Tip: Don’t skip the sugar! I add it bit by bit, tasting in between additions, until I hit that ‘aha!’ moment. I can’t put my finger on why, but it really makes a difference, and balances out the acidity of the vinegar.
can we talk salad toppings?
Everybody knows that what goes on top of a salad is just as important as what goes in it, am I right? And this yummy slaw jumps to a whole new level after I sprinkle on some sliced almonds, toasted sesame seeds, and sesame sticks (it’s the sesame sticks that do it!) Forget about chow mein noodles, sesame sticks are the best topping for Asian salads and slaws.

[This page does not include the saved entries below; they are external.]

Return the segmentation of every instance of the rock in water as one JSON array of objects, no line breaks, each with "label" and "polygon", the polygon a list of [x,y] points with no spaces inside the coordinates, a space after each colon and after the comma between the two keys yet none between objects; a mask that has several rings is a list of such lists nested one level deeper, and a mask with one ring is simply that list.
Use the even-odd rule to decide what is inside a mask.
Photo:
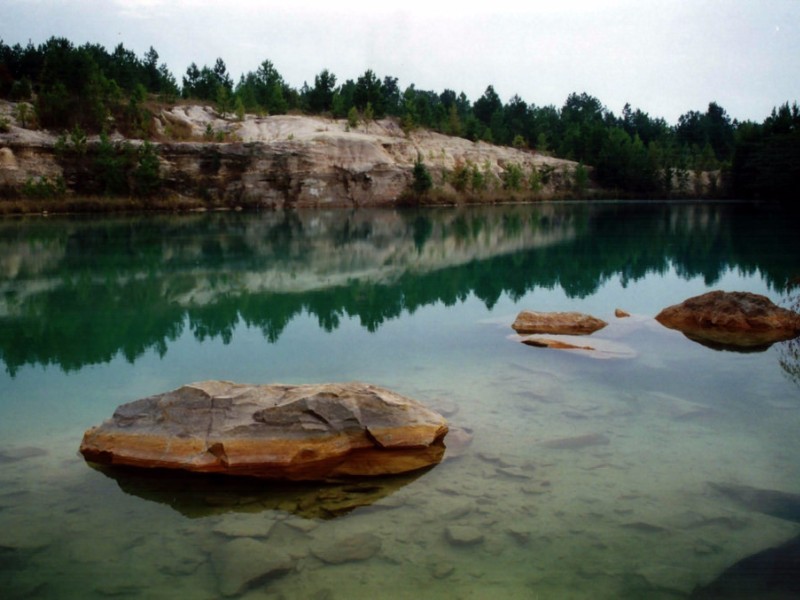
[{"label": "rock in water", "polygon": [[323,481],[435,465],[446,433],[441,415],[364,383],[205,381],[123,404],[80,451],[100,464]]},{"label": "rock in water", "polygon": [[748,556],[725,569],[714,581],[696,588],[697,600],[800,598],[800,538]]},{"label": "rock in water", "polygon": [[605,446],[610,443],[611,440],[602,433],[587,433],[573,437],[547,440],[546,442],[542,442],[542,446],[545,448],[554,448],[556,450],[577,450],[588,446]]},{"label": "rock in water", "polygon": [[453,546],[473,546],[483,541],[483,533],[470,525],[449,525],[444,536]]},{"label": "rock in water", "polygon": [[636,351],[620,342],[591,338],[588,342],[582,342],[583,338],[576,338],[570,335],[527,335],[522,338],[522,343],[536,348],[553,348],[564,350],[573,354],[580,354],[598,360],[606,359],[628,359],[636,358]]},{"label": "rock in water", "polygon": [[588,335],[608,325],[605,321],[577,312],[534,312],[523,310],[511,327],[519,334],[556,333]]},{"label": "rock in water", "polygon": [[750,510],[800,523],[800,494],[738,483],[709,482],[709,485],[717,493]]},{"label": "rock in water", "polygon": [[800,314],[749,292],[708,292],[665,308],[656,320],[721,350],[765,350],[800,335]]},{"label": "rock in water", "polygon": [[246,537],[218,546],[211,558],[223,596],[239,596],[295,568],[288,554]]},{"label": "rock in water", "polygon": [[324,563],[339,565],[367,560],[381,549],[381,539],[372,533],[358,533],[344,539],[333,539],[312,548],[311,553]]}]

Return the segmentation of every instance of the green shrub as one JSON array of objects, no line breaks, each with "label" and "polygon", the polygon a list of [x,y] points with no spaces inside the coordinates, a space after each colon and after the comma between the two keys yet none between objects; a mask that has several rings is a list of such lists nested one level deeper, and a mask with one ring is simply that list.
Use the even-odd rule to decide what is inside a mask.
[{"label": "green shrub", "polygon": [[27,102],[20,102],[14,108],[14,117],[19,121],[19,126],[22,128],[27,128],[29,125],[32,125],[34,116],[33,107]]},{"label": "green shrub", "polygon": [[52,180],[45,176],[37,177],[36,179],[29,177],[22,187],[23,196],[36,200],[58,198],[63,196],[66,191],[67,186],[64,183],[64,178],[60,175]]},{"label": "green shrub", "polygon": [[583,163],[578,163],[578,166],[575,167],[573,177],[575,191],[579,194],[585,193],[586,189],[589,187],[589,170],[583,165]]},{"label": "green shrub", "polygon": [[518,164],[511,163],[507,165],[501,177],[503,178],[503,189],[518,192],[522,188],[524,176],[522,167]]},{"label": "green shrub", "polygon": [[104,194],[120,195],[130,192],[127,176],[130,162],[128,154],[127,151],[120,152],[105,133],[100,134],[94,172]]},{"label": "green shrub", "polygon": [[72,131],[69,132],[69,141],[72,144],[72,150],[77,154],[83,156],[86,154],[86,132],[81,129],[78,125],[72,128]]},{"label": "green shrub", "polygon": [[139,148],[136,168],[133,170],[133,187],[138,196],[153,196],[161,187],[158,154],[149,142]]},{"label": "green shrub", "polygon": [[470,173],[471,171],[468,164],[457,162],[453,172],[450,174],[450,185],[458,192],[467,191]]},{"label": "green shrub", "polygon": [[358,111],[355,106],[351,106],[350,110],[347,111],[347,126],[350,129],[358,127]]},{"label": "green shrub", "polygon": [[542,191],[542,174],[536,168],[536,165],[531,165],[531,173],[528,175],[528,187],[534,194]]},{"label": "green shrub", "polygon": [[514,146],[517,150],[522,150],[528,147],[528,142],[525,141],[525,138],[522,137],[520,134],[514,136],[511,145]]},{"label": "green shrub", "polygon": [[414,182],[412,187],[417,195],[422,195],[433,187],[433,178],[431,177],[428,167],[422,162],[422,156],[417,155],[417,161],[414,163]]},{"label": "green shrub", "polygon": [[482,192],[486,189],[486,176],[475,165],[470,167],[469,185],[473,192]]}]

you heard it here: sesame sticks are the perfect crunchy Asian salad topper!
more Asian inspired salads
- Thai Chicken Salad
- Asian Slaw
- Japanese Cucumber Salad (Sunomono)
- How to Make the Best Chinese Chicken Salad
- Spicy Thai Spaghetti Salad
- Edamame Salad
- Thai Beef Salad
- Korean Bulgogi Beef Salad
- 1 small head of Napa cabbage
- 1 cup snow peas, more or less
- 1 bunch scallions, about 6
- large handful pea shoots
- 1 cup cilantro leaves
- 1/4 cup toasted sesame oil
- 1/8 cup rice wine vinegar
- 1 tsp soy sauce
- 1 clove garlic, minced
- 1 tsp minced fresh ginger
- pinch of sugar, to taste
- sliced almonds
- sesame seeds
- sesame sticks
- Trim the end off the cabbage and remove any loose outer leaves. Slice it in half lengthwise and remove the core. Lay the halves cut side down and slice in half once more, lengthwise. Slice the cabbage into thin shreds. Place in a large salad bowl. Note: cabbages range in size, so you may not need the whole head. A general rule of thumb is to allow a cup of cabbage per serving, so for 10 servings, plan on roughly 10 cups of shredded cabbage.
- Slice your snow peas into a fine julienne. I like to stack 3 or 4 at a time and slice. Add to the bowl.
- Trim the scallions and peel off any loose or tough outer layers. Slice them into 2-3 inch sections and then slice those sections lengthwise, into strips. Add to the bowl.
- Snip the pea shoots in half if they are very long, and add to the bowl. Snip the cilantro into the bowl as well.
- Whisk together the dressing ingredients and taste it to adjust any of the ingredients to your liking. Lightly dress the salad and toss well to combine everything. Refrigerate until ready to serve.
- Top with the almonds, sesame seeds, and sesame sticks before serving.